Parlez-nous de votre première rencontre avec le cinéma de Kurosawa.
Harada Masato : Ce fut une rencontre fortuite avec La Forteresse cachée (Kakushi toride no san akunin, 1958) en janvier 1959. J’avais 9 ans. Je pense que j’avais suivi ma mère et mon grand-père qui voyaient tous les films en costume (jidai geki). Sans connaître le nom du réalisateur ni ceux des acteurs, j’ai été captivé par les aventures de Tahei et Matashichi. J’étais un peu comme le jeune des années 1970 qui, en regardant Star Wars, s’est senti concerné par les aventures de R2-D2 et C-3PO. J’ai toujours considéré ces deux hommes comme des héros plutôt que le général Rokurota incarné par Mifune Toshirô. Ma véritable rencontre avec le cinéma de Kurosawa remonte précisément au 7 juillet 1967. Ce jour-là, j’ai vu pour la première fois Les Sept samouraïs dans un cinéma de Numazu, ma ville natale. A l’époque, je tenais un carnet de notes sur le cinéma sur lequel je notais tout. La version que j’ai vue ce jour-là faisait 2h34. Il se peut que ce soit la première fois que l’on présentait cette version courte. J’ai aussi noté que j’avais crié lorsque Kyuzo interprété par Miyaguchi Seiji meurt. Il m’avait impressionné plus que tous les autres. Aujourd’hui je peux encore me souvenir facilement de cet instant alors que j’avais 18 ans. Il se peut que cela a été mon cri primal pour manifester mon intérêt pour le cinéma de Kurosawa.

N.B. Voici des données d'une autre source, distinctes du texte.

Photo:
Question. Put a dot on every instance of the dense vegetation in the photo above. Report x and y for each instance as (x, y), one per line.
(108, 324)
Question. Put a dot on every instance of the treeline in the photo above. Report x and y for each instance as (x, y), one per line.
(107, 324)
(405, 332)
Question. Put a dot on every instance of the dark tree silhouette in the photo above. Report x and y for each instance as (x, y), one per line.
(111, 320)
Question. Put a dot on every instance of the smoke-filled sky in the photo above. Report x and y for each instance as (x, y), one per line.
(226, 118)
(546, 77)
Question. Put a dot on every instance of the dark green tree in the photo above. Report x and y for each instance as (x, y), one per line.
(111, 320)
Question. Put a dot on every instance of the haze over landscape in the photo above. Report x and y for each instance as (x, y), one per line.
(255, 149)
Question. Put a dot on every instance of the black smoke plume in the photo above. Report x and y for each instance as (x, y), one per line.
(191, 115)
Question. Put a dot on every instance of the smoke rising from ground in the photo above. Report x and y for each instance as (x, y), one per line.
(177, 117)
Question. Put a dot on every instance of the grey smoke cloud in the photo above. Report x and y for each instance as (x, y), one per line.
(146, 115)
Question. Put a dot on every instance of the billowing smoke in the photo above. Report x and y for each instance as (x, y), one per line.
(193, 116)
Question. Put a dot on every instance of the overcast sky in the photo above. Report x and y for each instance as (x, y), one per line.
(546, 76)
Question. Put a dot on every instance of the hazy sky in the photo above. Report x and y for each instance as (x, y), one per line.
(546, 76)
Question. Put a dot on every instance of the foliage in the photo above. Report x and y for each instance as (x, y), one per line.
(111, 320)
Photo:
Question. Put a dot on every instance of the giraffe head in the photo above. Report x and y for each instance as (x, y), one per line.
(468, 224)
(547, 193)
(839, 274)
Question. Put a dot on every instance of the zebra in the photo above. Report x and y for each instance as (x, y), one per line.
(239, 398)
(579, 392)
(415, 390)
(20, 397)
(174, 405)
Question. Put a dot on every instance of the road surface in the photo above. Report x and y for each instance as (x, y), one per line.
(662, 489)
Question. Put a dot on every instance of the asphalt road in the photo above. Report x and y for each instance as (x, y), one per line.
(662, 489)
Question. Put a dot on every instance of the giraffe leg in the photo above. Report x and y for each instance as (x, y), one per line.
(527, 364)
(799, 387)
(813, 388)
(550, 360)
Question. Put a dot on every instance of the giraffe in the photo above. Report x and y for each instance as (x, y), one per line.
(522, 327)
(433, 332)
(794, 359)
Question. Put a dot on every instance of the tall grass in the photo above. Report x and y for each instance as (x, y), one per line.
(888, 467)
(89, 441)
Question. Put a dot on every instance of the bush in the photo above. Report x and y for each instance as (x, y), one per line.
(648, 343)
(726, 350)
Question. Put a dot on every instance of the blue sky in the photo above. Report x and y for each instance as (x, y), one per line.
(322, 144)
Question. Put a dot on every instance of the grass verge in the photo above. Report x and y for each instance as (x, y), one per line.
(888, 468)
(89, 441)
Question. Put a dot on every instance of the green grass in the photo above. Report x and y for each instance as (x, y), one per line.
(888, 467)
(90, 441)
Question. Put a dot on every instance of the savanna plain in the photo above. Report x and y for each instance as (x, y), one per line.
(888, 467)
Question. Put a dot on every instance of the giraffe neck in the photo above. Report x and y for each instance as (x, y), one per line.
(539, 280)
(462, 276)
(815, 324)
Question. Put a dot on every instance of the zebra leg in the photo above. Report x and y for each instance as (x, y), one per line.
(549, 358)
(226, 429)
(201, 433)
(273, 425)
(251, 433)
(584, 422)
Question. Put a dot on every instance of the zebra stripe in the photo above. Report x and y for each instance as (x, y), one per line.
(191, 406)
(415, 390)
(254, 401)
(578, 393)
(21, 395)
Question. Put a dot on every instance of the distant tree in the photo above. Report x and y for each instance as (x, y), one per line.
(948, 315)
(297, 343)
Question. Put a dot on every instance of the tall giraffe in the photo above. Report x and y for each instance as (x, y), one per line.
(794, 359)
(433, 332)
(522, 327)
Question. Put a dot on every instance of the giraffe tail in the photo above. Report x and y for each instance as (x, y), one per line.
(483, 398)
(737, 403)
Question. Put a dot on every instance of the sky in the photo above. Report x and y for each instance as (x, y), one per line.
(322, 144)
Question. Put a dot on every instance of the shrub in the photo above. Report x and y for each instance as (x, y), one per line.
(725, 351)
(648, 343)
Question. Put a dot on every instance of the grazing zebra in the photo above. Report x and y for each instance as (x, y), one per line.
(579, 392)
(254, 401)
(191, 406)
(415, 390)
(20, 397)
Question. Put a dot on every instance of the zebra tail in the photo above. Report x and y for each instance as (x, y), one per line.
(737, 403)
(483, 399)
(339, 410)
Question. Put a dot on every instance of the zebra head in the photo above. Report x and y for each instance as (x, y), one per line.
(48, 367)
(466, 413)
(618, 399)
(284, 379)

Kurosawa continue-t-il à avoir de l’influence sur le cinéma actuel ?
H M. : Je crois qu’il est impossible d’imaginer le cinéma sans l’influence de Kurosawa. Quelle que soit la nationalité, il y a un langage cinématographique unique. Par exemple, La Source (Jungfrukällan, 1960) d’Ingmar Bergman est une approche à la Bergman qui a été influencé par Rashômon (1951) de Kurosawa. Les cinéastes qui ne cherchent pas à réfléchir à ce sujet sont nombreux. Même s’il n’y en a pas beaucoup, on forme chaque année des réalisateurs qui feront des œuvres inspirées par La Source ou Rashômon. Dans le Panthéon du cinéma, on retrouve assurément Ford, Hawks, Bergman et Kurosawa. C’est une certitude irrévocable.
En ce qui me concerne, dans mon film Kinyû fushoku rettô – Jubaku (Ensorcelé – L’archipel en décomposition financière, 1999), la conférence de presse ou encore l’assemblée générale des actionnaires rappellent sans aucun doute Entre le ciel et l’enfer (Tengoku to jigoku) que Kurosawa a sorti en 1963. En voyant mon film, Martin Scorsese a fait un commentaire où il le comparait à Les Salauds dorment en paix. Pour moi, cette œuvre de 1960 est d’une qualité bien inférieure à la moyenne des autres films de Kurosawa. Malgré cela, c’est un grand honneur pour moi qu’on ait songé à comparer mon travail à ce film.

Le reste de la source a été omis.